Rewarding or Releasing Behaviour in Dog Training?

A basic mistake in dog training I think all dog owners have made is to reward a dog too early, and accidentally release it from what your doing.  A common and good example I see is on the recall. The owner is calling their dog back, and as the dog is running towards them they shout, “GOOD DOG”, and the dog then runs off in the opposite direction, leaving a very frustrated owner (By now screaming “COME HERE POPPY!!!”) and a happy dog thinking it has done the right thing.

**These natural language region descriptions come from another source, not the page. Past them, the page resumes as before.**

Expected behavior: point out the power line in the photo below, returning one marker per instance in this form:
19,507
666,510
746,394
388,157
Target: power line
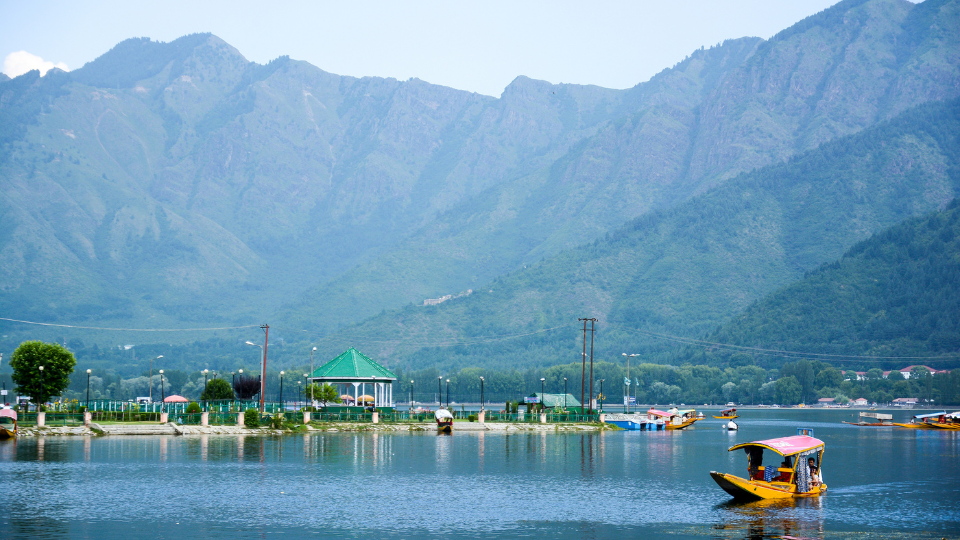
778,352
131,329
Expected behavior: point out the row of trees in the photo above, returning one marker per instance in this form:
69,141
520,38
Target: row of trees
803,381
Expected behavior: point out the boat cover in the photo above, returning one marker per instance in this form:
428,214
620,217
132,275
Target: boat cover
785,446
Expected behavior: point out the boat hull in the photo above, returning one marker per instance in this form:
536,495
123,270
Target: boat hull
915,426
743,489
685,424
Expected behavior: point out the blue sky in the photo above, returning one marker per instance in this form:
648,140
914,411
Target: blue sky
478,46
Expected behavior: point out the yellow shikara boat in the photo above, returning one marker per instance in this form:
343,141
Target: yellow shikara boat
948,421
675,419
923,421
8,423
727,414
794,478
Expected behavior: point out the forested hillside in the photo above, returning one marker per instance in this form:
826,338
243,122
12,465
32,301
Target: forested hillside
172,183
685,271
895,294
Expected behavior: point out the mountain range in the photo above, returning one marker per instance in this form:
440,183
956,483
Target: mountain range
173,184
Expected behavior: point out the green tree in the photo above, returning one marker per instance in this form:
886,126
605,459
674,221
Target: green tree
217,389
57,362
787,390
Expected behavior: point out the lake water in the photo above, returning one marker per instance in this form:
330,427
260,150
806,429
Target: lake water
883,483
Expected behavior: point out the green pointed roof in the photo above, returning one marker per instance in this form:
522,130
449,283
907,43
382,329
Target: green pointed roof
352,365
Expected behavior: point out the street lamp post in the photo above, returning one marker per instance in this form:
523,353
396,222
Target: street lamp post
41,388
601,395
311,371
205,371
542,399
626,398
163,395
151,376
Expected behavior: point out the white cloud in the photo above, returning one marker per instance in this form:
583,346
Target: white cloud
20,62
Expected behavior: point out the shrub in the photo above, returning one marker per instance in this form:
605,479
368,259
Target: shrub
251,417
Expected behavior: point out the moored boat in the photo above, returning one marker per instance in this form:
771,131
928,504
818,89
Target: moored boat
727,414
444,420
797,476
882,420
948,421
923,421
8,423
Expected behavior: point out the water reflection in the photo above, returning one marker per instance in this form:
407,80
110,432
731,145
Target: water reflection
631,484
771,518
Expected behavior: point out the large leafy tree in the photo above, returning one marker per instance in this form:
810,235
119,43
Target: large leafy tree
217,389
57,362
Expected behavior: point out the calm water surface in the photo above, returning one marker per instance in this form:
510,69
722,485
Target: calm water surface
884,483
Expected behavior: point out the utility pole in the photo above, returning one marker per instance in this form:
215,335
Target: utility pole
583,382
263,367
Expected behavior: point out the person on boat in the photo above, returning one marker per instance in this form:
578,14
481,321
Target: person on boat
815,479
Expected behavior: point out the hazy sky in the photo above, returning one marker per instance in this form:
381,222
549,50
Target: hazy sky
479,46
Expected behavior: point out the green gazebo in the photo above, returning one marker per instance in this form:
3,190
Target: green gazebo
353,368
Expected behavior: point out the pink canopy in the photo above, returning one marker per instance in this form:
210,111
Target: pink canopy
785,446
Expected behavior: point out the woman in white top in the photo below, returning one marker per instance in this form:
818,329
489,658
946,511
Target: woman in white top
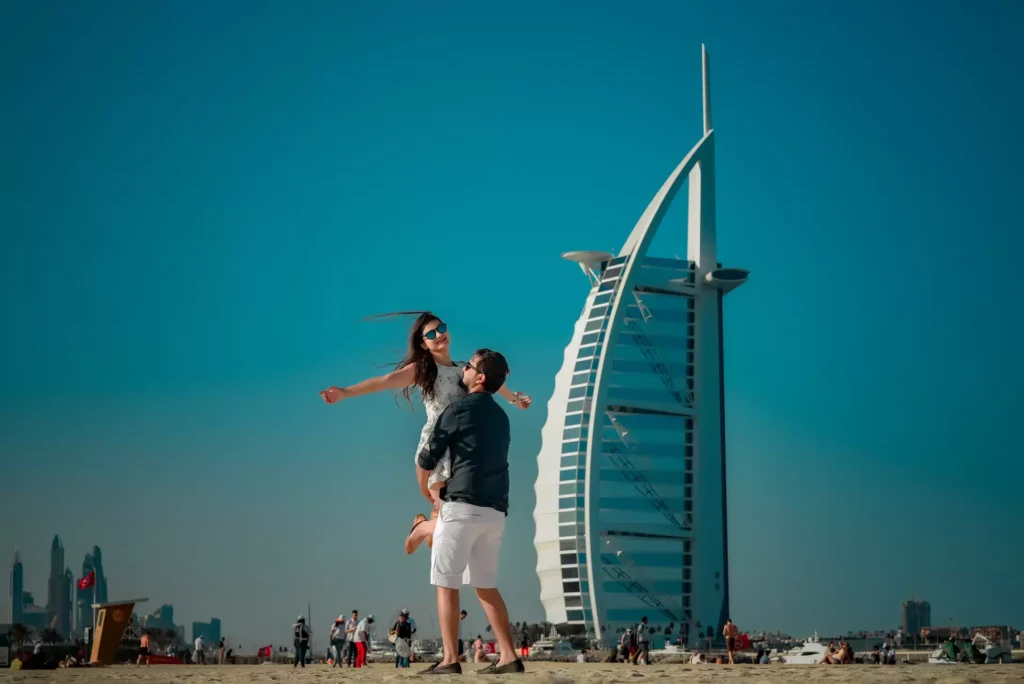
427,366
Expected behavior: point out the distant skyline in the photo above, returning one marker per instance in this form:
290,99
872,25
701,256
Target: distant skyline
201,202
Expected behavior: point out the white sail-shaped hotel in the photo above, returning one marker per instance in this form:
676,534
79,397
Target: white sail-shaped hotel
631,496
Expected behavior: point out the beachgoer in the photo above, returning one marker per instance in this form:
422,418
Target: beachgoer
338,641
402,639
200,655
143,649
301,635
471,522
427,366
478,649
643,642
363,641
351,651
730,632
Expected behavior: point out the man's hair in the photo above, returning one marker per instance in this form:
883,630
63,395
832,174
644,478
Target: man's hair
495,369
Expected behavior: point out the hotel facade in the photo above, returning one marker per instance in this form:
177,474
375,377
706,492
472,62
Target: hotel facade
631,494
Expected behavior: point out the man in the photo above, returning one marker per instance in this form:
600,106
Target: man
402,639
200,655
471,523
363,640
643,642
338,641
730,632
351,652
143,650
301,634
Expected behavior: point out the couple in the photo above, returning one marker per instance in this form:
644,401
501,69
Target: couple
427,367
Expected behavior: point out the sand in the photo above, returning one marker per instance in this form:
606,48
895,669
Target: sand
550,673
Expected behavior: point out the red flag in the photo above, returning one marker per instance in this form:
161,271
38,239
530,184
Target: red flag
87,581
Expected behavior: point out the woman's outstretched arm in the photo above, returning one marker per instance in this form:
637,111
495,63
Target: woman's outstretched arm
397,379
518,398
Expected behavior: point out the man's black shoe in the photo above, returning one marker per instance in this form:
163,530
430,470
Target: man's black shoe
513,668
453,669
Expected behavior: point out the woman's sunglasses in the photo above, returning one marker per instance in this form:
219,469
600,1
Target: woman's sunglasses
432,334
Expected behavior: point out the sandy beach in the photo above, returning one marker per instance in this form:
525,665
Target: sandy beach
553,673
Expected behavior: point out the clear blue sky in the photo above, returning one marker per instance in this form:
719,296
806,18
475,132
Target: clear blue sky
200,201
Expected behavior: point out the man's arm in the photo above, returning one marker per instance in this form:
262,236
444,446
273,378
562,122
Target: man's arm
436,446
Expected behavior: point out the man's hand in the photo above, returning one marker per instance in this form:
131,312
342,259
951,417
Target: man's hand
333,394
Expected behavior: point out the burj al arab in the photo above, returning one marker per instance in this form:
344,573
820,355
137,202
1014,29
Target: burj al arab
631,494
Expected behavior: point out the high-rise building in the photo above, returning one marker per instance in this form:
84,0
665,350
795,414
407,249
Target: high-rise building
914,615
16,591
210,631
631,492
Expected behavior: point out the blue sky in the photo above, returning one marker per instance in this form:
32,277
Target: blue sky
200,201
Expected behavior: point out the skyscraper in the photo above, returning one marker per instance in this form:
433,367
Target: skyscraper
16,590
631,508
914,615
54,584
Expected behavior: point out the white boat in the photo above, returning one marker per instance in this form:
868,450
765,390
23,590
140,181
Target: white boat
809,652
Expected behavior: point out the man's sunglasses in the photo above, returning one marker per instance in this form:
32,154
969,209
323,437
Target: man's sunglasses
432,334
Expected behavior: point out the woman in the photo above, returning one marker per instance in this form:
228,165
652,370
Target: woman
427,366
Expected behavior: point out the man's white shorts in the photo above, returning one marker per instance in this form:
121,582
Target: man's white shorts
467,541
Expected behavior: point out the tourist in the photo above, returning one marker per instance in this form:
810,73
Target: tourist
730,632
363,641
143,649
301,635
427,366
351,651
338,642
200,656
643,642
471,522
402,639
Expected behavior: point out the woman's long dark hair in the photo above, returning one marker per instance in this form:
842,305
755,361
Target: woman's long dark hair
421,358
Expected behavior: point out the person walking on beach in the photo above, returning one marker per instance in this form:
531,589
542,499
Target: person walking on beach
471,522
301,634
730,632
143,649
363,640
427,367
351,652
402,639
643,642
200,655
338,641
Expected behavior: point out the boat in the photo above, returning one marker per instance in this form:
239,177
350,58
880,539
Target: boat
553,644
809,652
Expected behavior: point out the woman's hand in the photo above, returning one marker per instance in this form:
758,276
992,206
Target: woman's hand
333,394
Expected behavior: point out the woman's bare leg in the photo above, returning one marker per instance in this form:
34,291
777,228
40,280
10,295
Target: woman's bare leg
424,531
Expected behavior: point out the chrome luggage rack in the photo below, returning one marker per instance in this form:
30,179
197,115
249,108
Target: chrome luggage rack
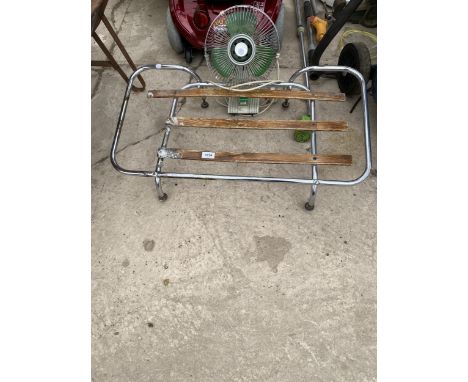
283,90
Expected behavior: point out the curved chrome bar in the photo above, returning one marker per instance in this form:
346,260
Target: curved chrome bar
365,114
123,111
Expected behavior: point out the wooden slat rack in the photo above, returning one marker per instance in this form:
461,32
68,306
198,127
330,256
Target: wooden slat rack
287,90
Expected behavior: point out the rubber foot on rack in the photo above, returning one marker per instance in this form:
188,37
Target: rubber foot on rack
308,207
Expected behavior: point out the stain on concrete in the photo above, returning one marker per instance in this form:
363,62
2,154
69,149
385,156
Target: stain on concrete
148,245
271,249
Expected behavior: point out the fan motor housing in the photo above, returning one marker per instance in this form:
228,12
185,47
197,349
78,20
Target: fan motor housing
241,49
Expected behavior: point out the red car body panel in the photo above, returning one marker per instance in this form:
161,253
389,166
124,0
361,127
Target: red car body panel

Here is what is going on, so when we get any dog, be that a puppy or a rescue we always start training in some way. Mainly it is the sit, we get them to sit then reward them with the “Good Dog”, then allow them to get up for a fuss, or walk away from what you’re doing. Releasing them from the exercise. You are telling the dog they are doing it right, so creating a learned behaviour, you are also accidentally teaching them that that combination of words means you’re finished now. This comes in to play a problem as the dog is off lead more or working away from the owners even in the home. When your dog is not directly focusing on you for one to one training and is distracted by the environment it is most certainly going to be seeing the “Good Dog” as a release word in order to do what they want, as well as please you. We see it as encouragement as that is how we interpret it.

We are the teachers of our dogs, and we need to get into their head a little bit and understand how they understand us.

Efficient and reliable dog training for any command requires you to put in the basics, and the mechanics for all the training. A good reward word, a good encouragement word/voice, and an actual release word.

To combat the reward word becoming a release, keep repeating the word along side the command. An example would be “Sit, Gooood Dog, Sit, Gooood Dog”, rewarding with longer words than short sounds are slightly less exciting, and less likely to pull the dog out of the position you want them in. Reward them for staying where they are. This elongation of words allows you to encourage the right behaviour from your dog, rather than them moving off every 10 seconds and you becoming frustrated. I sometimes also use a separate encouragement word such as “GoGo” to help maintain a behaviour at speed, like a recall. I am not releasing them from what were doing, but instead encouraging it.

An actual release word should be taught during training and is easy to teach. I do some basic training, such as the sit or down, and once I want the dog to be released from this training. I use a word such as “Ok” and walk away from the dog or throw a treat/toy for the dog to play with away from what they were doing. Do this for short time periods, then build it up over time. It is important that you allow the dog to do what it wants during these periods of time, and call them to re engage when your ready for them. What you are creating is a taught release, so the dog waits for you to release them instead of them deciding to move away. The release command is a consistent signal that you have finished training/focusing, the dog can do what they want. This can be used for training, or on normal walks where when you are walking throw in the “Ok” to allow the dog to sniff the grass, greet another dog or walk away off lead. If your dog doesn’t want to, then they don’t have to.

What I have found both as a professional, and as a dog owner myself that the power of being consistent to these words training has a massive impact not only on your dog, but also on the way you interact with your dog daily. Giving you the empowerment to head into situations and know how to continue your training, and know your dog is focusing on you for the time you need. It greatly improves recall, and focus around other dogs for some dogs.

This blog post is a little intro into the difference and training, rather than a full on guide. Its easier to show the training, then write it down. It is hopefully going to make your think about what your dog might actually know, rather than what you think it knows, or thinks about the words you are saying. No dog is too old to learn the difference between the release word and reward. Rewarding a dog is easy, but pin pointing the right behaviour is hard as dogs behaviour changes from second to second. Consistency is key, and always being 100% sure in your head what behaviour you are rewarding, as well as aiming for as an outcome.

In summary, use a word to reward and encourage the right behaviour, and teach a release word to end the training or interaction, an off the dog a way to do what they want to do. Think dog, and think human. No one wants to, or can focus all the time. Why should your dog?